We pray for his excellency, the governor of this state, for the members of the assembly, for all judges, magistrates, and other officers who are appointed to guard our political welfare, that they may be enabled, by Thy powerful protection, to discharge the duties of their respective stations with honesty and ability. We recommend likewise, to Thy unbounded mercy, all our brethren and fellow citizens throughout the United States, that they may be blessed in the knowledge and sanctified in the observance of Thy most holy law; that they may be preserved in union, and in that peace which the world cannot give; and after enjoying the blessings of this life, be admitted to those which are eternal.
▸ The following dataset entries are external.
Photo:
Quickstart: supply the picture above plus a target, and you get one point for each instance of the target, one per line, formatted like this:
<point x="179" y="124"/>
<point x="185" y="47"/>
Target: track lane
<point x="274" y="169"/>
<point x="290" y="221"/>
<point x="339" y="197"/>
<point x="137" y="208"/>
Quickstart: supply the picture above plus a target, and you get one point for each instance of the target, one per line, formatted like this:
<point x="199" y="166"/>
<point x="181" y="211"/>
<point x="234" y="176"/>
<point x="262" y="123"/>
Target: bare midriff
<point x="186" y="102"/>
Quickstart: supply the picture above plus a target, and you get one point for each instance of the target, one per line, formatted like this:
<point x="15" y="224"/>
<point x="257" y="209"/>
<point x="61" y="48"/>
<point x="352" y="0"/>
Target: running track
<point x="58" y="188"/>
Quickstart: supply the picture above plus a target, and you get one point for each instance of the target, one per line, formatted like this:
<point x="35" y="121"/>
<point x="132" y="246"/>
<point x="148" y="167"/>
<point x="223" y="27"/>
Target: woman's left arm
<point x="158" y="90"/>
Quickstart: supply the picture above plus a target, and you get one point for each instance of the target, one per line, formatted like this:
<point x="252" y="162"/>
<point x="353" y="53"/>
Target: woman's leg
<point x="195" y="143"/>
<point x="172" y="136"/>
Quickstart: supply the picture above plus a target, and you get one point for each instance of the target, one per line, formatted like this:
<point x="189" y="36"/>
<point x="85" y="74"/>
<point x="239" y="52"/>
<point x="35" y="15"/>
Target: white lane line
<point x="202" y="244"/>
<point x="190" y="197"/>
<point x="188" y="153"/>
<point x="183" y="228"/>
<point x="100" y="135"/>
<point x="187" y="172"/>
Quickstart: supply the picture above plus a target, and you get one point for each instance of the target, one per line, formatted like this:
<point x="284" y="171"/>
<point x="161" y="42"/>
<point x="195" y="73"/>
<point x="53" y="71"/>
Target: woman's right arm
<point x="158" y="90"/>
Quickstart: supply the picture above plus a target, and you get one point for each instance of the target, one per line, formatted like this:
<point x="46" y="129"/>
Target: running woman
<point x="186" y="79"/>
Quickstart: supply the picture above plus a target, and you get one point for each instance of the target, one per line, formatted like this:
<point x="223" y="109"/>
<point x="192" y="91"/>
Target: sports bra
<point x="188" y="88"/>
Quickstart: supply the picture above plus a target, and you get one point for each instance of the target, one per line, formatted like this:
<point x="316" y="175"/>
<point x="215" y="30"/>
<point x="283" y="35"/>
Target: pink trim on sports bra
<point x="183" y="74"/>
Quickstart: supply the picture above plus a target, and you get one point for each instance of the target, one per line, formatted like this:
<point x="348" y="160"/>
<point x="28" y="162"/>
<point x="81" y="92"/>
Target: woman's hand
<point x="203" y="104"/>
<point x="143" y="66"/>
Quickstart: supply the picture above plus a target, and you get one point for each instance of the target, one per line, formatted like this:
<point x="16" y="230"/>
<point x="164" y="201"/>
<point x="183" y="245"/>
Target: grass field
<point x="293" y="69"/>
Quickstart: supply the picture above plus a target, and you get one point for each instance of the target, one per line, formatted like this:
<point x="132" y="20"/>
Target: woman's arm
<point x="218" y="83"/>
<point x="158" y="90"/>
Finally, we pray to Thee, O Lord of mercy, to remember the souls of Thy servants departed who are gone before us with the sign of faith and repose in the sleep of peace; the souls of our parents, relatives, and friends; of those who, when living, were members of this congregation, and particularly of such as are lately deceased; of all benefactors who, by their donations or legacies to this Church, witnessed their zeal for the decency of divine worship and proved their claim to our grateful and charitable remembrance. To these, O Lord, and to all that rest in Christ, grant, we beseech Thee, a place of refreshment, light, and everlasting peace, through the same Jesus Christ, Our Lord and Savior. Amen.While not technically a formal part of the Catholic liturgy in the United States, its repetition by each congregation after Sunday Mass resulted in it being a critical part of the Sunday worship experience of Catholics throughout the country. This prayer helped to both express and reinforce the patriotic feelings of Catholics in the new Republic. This in turn helped to cement a commitment to patriotism within the Catholic Church in America, a strong patriotism that helped to countered slanderous allegations of dual loyalty hurled at Catholics by nativists and other anti-Catholics all the way up to the election of JFK to the presidency.